The sun was losing its warmth when she left. She checked her watch and realised she’d dawdled too long on the way there. They were expecting her back at the castle for dinner.
But when she went out to the veranda there was another patient lined up. Jake was sitting on the veranda steps with a farmer by the looks of him, a man in his sixties or early seventies. The man glanced up at her, grinned, a gap-toothed grin in a battered and not-so-clean face.

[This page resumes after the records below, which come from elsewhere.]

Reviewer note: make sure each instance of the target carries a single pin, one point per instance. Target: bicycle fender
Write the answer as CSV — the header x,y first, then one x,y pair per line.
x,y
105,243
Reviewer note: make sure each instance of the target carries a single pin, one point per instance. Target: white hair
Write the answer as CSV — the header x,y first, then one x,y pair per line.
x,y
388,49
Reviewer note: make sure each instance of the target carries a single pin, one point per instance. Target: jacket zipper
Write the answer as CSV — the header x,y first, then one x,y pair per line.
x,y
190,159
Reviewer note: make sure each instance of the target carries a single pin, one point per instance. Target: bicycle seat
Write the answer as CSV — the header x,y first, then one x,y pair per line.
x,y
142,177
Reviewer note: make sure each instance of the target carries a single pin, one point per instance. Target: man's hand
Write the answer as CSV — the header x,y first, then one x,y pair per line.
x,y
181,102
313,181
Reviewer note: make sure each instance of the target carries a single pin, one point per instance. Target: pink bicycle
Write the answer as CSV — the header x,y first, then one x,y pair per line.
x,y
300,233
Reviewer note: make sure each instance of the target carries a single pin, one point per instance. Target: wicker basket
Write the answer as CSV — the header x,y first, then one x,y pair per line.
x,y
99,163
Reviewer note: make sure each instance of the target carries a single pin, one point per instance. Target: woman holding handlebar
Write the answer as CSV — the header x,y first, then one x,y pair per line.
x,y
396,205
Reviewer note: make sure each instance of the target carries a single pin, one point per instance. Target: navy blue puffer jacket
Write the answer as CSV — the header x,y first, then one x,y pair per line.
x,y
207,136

‘This’ll be the other doc,’ he said in satisfaction. ‘Two for the price of one. Barbara said Doc’d be coming tonight and I watched the road for his car. Now I have the pair of you.’
‘Herbert lives just over the rise,’ Jake said dryly, with a look that was almost apologetic. ‘Herbert, this is Dr McMahon. Herbert doesn’t like clinic because he doesn’t like waiting.’
‘The missus makes me have a bath before I go to clinic. A man could waste a whole day on a visit like that,’ Herbert said indignantly. ‘Me leg’s a bit of a mess and the missus said she’d drag me in tomorrow regardless. But now I’ve found you…’ He beamed. ‘If you could just fix me up.’
He hauled up his trouser leg and revealed a gory haematoma, with a long jagged gash in the centre. There were angry red weals leading up the leg toward the groin. It didn’t take a brains trust to realise this injury had taken place some days before and had been ignored.
‘So what happened?’ Jake asked. They had an audience. Barbara was standing watching, holding a child by each hand. These were farm kids, Kirsty thought in wry amusement. A kid from Manhattan might well faint, but all these children showed was fascinated interest.
‘Blasted heifer kicked out as I was putting her into a bail last Monday,’ Herbert said sourly. ‘It was her first time in. I should know better by now and keep myself out of the way, but I’m getting slower in my old age. Anyway, the missus saw it last night and had a pink fit and said the leg’d drop off if I didn’t see you. So I’m seeing you.’
‘I don’t suppose there’s any chance you might come to the hospital,’ Jake said, but he sounded amused more than annoyed and he didn’t look surprised when Herbert shook his head.